Pupils from Grangetown Primary School have made a patchwork quilt, designing individual squares based on the memories and experiences of Jewish children who fled to Britain to escape Nazi persecution before the Second World War.

As part of a Sunderland City Council Library Services-funded project, they were asked to think how it must have felt to have been one of the 10,000 mainly Jewish children evacuated from Germany and Austria through the “Kindertransport” programme.
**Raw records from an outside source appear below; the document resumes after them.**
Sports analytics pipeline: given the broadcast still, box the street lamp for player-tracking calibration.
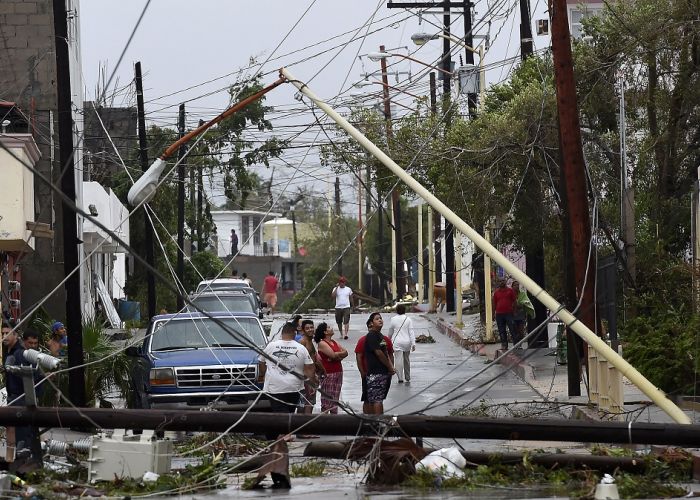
[367,52,454,78]
[411,33,486,106]
[127,78,285,207]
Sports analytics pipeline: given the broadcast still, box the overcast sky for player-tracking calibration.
[80,0,549,209]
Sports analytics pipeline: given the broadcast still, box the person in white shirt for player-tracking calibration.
[331,276,352,339]
[389,304,416,384]
[258,323,318,413]
[256,323,318,489]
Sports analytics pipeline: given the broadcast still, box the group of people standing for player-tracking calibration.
[492,279,535,350]
[259,296,416,414]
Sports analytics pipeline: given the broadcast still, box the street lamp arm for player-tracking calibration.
[160,78,285,160]
[358,80,422,99]
[280,68,691,424]
[127,74,286,207]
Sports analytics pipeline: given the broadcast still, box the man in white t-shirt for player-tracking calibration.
[258,323,316,413]
[256,323,318,489]
[389,304,416,384]
[331,276,352,339]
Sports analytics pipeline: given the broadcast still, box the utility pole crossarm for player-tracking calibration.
[386,1,474,9]
[280,68,691,424]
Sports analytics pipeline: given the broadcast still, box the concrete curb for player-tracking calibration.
[423,314,542,388]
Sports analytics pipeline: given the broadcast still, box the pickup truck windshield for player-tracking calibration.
[151,318,265,351]
[187,295,257,313]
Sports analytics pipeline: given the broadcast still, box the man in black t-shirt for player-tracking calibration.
[364,312,396,415]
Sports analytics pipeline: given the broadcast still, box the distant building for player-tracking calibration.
[0,0,85,319]
[0,124,41,319]
[566,0,605,38]
[83,101,138,185]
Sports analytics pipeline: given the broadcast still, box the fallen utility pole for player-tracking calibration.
[304,438,647,473]
[134,61,156,320]
[280,68,690,424]
[53,0,85,406]
[0,406,700,447]
[175,103,187,311]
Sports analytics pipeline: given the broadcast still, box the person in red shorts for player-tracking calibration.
[263,271,280,314]
[355,313,394,414]
[493,279,520,351]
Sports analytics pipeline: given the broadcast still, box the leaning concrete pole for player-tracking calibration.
[280,68,691,424]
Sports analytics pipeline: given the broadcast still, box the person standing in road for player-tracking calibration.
[289,314,304,342]
[389,304,416,384]
[365,312,396,415]
[511,281,535,339]
[2,322,44,461]
[257,323,317,488]
[297,319,326,416]
[493,278,520,351]
[331,276,352,339]
[314,323,348,414]
[241,273,253,288]
[47,321,68,358]
[355,324,394,415]
[263,271,280,314]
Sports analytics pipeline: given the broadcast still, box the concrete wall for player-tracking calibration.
[0,0,83,318]
[83,101,138,182]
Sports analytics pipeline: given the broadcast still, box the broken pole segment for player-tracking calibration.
[0,406,700,447]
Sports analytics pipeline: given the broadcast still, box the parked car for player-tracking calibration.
[127,312,267,409]
[193,278,269,319]
[187,288,263,319]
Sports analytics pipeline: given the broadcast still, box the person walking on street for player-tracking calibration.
[290,314,304,342]
[241,273,253,288]
[297,319,326,418]
[389,304,416,384]
[331,276,352,339]
[2,321,44,461]
[493,279,520,351]
[263,271,280,314]
[511,281,535,339]
[314,323,348,414]
[257,323,317,489]
[258,323,316,413]
[365,312,396,415]
[355,322,394,415]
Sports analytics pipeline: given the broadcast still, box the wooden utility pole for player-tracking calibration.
[442,1,462,312]
[176,103,187,311]
[0,406,700,447]
[135,61,156,321]
[549,0,596,396]
[379,45,406,300]
[520,0,547,347]
[428,71,442,294]
[53,0,85,407]
[197,120,204,252]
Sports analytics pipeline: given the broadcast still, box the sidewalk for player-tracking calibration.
[423,312,700,423]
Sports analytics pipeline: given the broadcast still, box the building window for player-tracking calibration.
[569,5,603,38]
[241,215,250,245]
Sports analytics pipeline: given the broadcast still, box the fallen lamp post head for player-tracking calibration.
[126,158,165,207]
[367,52,391,62]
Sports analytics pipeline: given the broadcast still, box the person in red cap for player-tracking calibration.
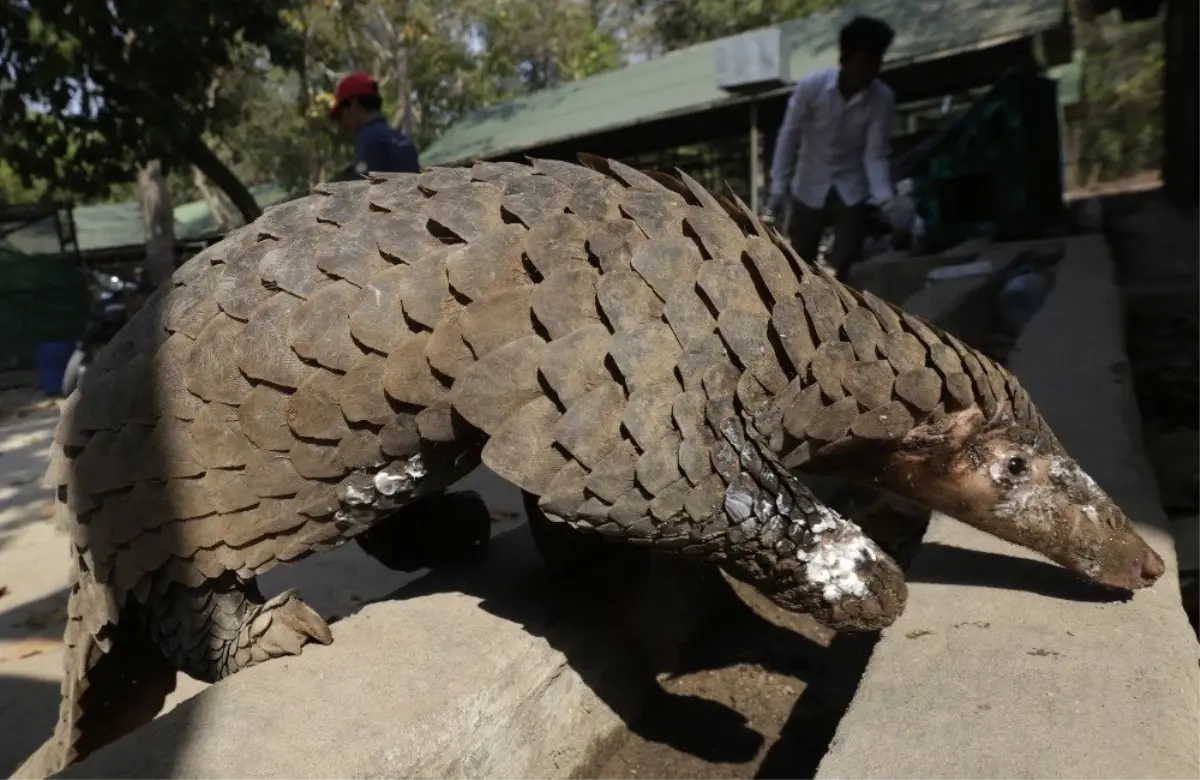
[329,73,421,176]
The quilt was unveiled at the City Library and Arts Centre in Fawcett Street and will be on display until Friday, February 12.

After being on display at the library for Holocaust Memorial Day, on January 27, the quilt will be on view at other city community venues.

Sunderland City Council’s Portfolio Holder for Public Health Wellness and Culture, Councillor John Kelly, said: “It is vital that we never forget such chapters in our history, and getting young people involved in arts projects such as this is an invaluable method of teaching.

“The quilt created by the pupils at Grangetown Primary provides a poignant and permanent reminder of how previous generations of children have suffered through persecution and war.”

Headteacher of Grangetown Primary School, Les McAnaney, said: “Teaching children about the Holocaust is important, but is undoubtedly a challenge.

“However, it’s also true that art provides one means by which children can begin to access the realities of life for those who were fleeing persecution.”